Pagi itu cuaca cerah, jalanan tampak sibuk lalu lalang pengendara. Ada Mobil, motor, sepeda, dan kereta kuda. Humanis tampak berjalan dengan menenteng tas sekolah dengan berjalan dengan sembari bermain, kadang berlari kadang berjalan mengejar waktu dentang bel sekolah SD. Walaupun bel sekolah belum berbunyi Humanis tetap berangkat pagi sekali. Cuaca hari itu sangat cerah dan dingin, dan dia sangat semangat untuk bersekolah. Humanis tidak terlalu pintar dalam pelajaran, Humanis hanya anak yang biasa tidak terlalu menonjol dalam pelajaran ataupun dikalangan teman-teman sepermainnya.

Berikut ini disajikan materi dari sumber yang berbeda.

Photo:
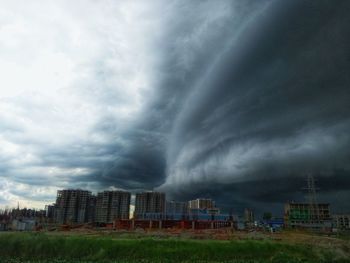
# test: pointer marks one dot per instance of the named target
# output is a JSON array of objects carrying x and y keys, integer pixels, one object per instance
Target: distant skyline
[{"x": 231, "y": 100}]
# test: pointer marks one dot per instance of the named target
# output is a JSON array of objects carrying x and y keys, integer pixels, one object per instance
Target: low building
[
  {"x": 23, "y": 225},
  {"x": 173, "y": 207},
  {"x": 201, "y": 203},
  {"x": 3, "y": 226}
]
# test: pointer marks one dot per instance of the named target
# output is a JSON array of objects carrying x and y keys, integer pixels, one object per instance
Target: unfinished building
[
  {"x": 149, "y": 202},
  {"x": 305, "y": 215},
  {"x": 112, "y": 205},
  {"x": 72, "y": 206}
]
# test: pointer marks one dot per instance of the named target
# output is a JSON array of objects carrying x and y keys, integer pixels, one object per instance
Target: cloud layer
[{"x": 232, "y": 100}]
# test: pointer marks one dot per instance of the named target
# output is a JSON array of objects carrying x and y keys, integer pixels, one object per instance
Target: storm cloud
[{"x": 233, "y": 100}]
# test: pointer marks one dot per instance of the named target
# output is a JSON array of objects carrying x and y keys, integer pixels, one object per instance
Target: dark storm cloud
[
  {"x": 194, "y": 34},
  {"x": 274, "y": 104},
  {"x": 246, "y": 98}
]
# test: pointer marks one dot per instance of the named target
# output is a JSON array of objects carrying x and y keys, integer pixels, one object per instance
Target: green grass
[{"x": 34, "y": 247}]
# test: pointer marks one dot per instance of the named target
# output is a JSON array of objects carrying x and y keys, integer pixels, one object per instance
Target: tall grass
[{"x": 21, "y": 247}]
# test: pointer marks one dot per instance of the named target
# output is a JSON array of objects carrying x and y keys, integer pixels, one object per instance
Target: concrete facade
[
  {"x": 72, "y": 206},
  {"x": 112, "y": 205},
  {"x": 201, "y": 203},
  {"x": 149, "y": 202}
]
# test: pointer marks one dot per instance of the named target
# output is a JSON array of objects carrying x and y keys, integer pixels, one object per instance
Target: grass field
[{"x": 44, "y": 247}]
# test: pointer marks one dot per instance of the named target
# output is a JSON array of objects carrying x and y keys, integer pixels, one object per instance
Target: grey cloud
[{"x": 247, "y": 97}]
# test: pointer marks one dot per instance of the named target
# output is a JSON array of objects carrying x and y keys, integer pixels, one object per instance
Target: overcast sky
[{"x": 232, "y": 100}]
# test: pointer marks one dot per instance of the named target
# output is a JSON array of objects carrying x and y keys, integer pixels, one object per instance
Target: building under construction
[
  {"x": 149, "y": 202},
  {"x": 72, "y": 206},
  {"x": 310, "y": 214},
  {"x": 305, "y": 215},
  {"x": 112, "y": 205}
]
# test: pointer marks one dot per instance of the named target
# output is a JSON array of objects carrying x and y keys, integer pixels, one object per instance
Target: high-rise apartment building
[
  {"x": 173, "y": 207},
  {"x": 111, "y": 205},
  {"x": 201, "y": 203},
  {"x": 72, "y": 206},
  {"x": 149, "y": 202}
]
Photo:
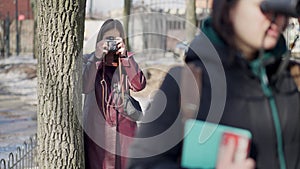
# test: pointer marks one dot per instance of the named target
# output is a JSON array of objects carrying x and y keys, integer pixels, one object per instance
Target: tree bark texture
[{"x": 60, "y": 27}]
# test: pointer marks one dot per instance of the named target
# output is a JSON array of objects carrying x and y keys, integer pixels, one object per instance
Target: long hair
[
  {"x": 221, "y": 20},
  {"x": 109, "y": 25}
]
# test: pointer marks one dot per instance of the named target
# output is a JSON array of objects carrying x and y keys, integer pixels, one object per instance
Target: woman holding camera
[
  {"x": 107, "y": 73},
  {"x": 240, "y": 51}
]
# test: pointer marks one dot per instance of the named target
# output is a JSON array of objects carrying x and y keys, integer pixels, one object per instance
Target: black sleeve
[{"x": 158, "y": 139}]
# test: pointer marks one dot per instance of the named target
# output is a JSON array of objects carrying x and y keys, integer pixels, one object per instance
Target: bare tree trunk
[
  {"x": 191, "y": 19},
  {"x": 60, "y": 27},
  {"x": 126, "y": 13},
  {"x": 35, "y": 35}
]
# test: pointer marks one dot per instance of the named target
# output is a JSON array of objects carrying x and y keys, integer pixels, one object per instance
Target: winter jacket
[
  {"x": 101, "y": 138},
  {"x": 232, "y": 94}
]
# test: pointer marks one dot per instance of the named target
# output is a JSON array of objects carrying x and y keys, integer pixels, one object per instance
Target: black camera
[
  {"x": 285, "y": 7},
  {"x": 112, "y": 45}
]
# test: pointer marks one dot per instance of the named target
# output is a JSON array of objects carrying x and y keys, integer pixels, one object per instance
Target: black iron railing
[{"x": 25, "y": 156}]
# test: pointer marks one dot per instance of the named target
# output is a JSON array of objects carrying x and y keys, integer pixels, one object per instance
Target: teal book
[{"x": 202, "y": 141}]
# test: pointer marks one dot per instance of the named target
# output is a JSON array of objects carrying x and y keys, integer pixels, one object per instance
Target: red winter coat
[{"x": 101, "y": 140}]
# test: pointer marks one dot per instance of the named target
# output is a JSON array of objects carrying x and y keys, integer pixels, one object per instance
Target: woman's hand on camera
[
  {"x": 226, "y": 156},
  {"x": 101, "y": 49},
  {"x": 121, "y": 47}
]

Kerap kali ia mendapatkan nilai yang sangat buruk sehingga Humanis harus menerima pelajaran di luar mata pelajaran, yaitu les privat. Dan memang Humanis tidaklah begitu pandai dalam beberapa mata pelajaran, namun hanya satu yang ia kuasai dan ia senangi yaitu pelajaran menggambar bebas. Dan dia mendapatkan nilai yang bagus dalam menggambar. Sering dia menggambar pemandangan, hewan, ataupun kehidupan aktivitas sehari-hari.
Hari menjelang malam dan Humanis harus terlelap dari sepanjang aktivitas kesehariannya, ia pun terlelap dalam tidur bersama bantal dan guling yang selalu menemaninya menjelang dia tidur....Humanis pun tertidur dan malampun perlahan-lahan berlalu....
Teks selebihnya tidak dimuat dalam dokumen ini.